As our high school student athletes hit the fields, courts, and trails for the fall season, it may seem an odd time to talk about the need to exercise. However, on the eve a new school year a newly published report strongly reinforced the connection between exercise and academic performance.
As reported in last week’s Well blog at the New York Times (picture left), the Italian study’s researchers concluded that children “who undergo prolonged periods of academic instruction often reduce their attention and concentration.” Not surprisingly, the study shows that the ability to concentrate in the classroom is replenished after gym class.
Interestingly, exercise and performance was a big topic at the recently completed Marshall Admin Team Retreat.
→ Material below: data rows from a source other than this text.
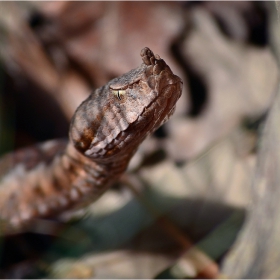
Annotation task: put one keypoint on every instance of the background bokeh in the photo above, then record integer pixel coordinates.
(200, 198)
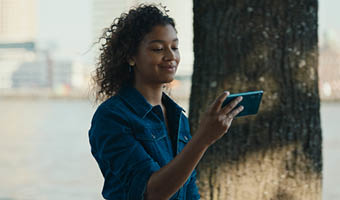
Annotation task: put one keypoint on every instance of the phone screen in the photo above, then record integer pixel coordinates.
(250, 102)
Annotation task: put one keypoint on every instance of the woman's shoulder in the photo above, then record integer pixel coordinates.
(112, 106)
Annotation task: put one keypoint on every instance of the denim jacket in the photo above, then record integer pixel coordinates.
(130, 141)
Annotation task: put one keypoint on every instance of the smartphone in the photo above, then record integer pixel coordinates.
(250, 102)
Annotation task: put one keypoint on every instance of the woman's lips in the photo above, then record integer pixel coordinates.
(170, 68)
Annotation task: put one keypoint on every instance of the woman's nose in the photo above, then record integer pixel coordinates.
(170, 55)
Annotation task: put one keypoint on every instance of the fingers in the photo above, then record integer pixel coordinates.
(229, 107)
(219, 101)
(235, 112)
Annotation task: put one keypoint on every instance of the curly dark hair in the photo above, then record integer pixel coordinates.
(120, 42)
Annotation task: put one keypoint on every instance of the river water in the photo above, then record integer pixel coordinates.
(44, 150)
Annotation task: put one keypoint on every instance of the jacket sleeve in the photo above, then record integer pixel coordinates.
(118, 152)
(192, 190)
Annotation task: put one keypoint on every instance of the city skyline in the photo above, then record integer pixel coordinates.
(71, 33)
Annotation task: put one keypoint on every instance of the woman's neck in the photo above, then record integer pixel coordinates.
(152, 93)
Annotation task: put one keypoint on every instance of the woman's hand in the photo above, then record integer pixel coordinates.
(216, 121)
The summer reading for our leadership team was a wonderful book by John Medina called Brain Rules.
The new study and the research highlighted in Brain Rules only reinforced our current understanding of the importance of exercise. Marshall’s schedule deliberately puts daily PE in the schedules of our younger students for this very reason — bucking the trend of some other schools to reduced PE time and focus more time on standardized test-taking preparation. It turns out that increased time for “drill-and-kill” exercises may in fact be counter-productive.
The first chapter of Medina’s book highlights the importance of exercise to boost brain power. He is critical of the direction taken by many schools. He goes so far as to suggest that kids should have not one but two recess periods, writing: “Cutting off physical exercise — the very activity most likely to promote cognitive performance — to do better on a test score is like trying to gain wait by starving yourself.”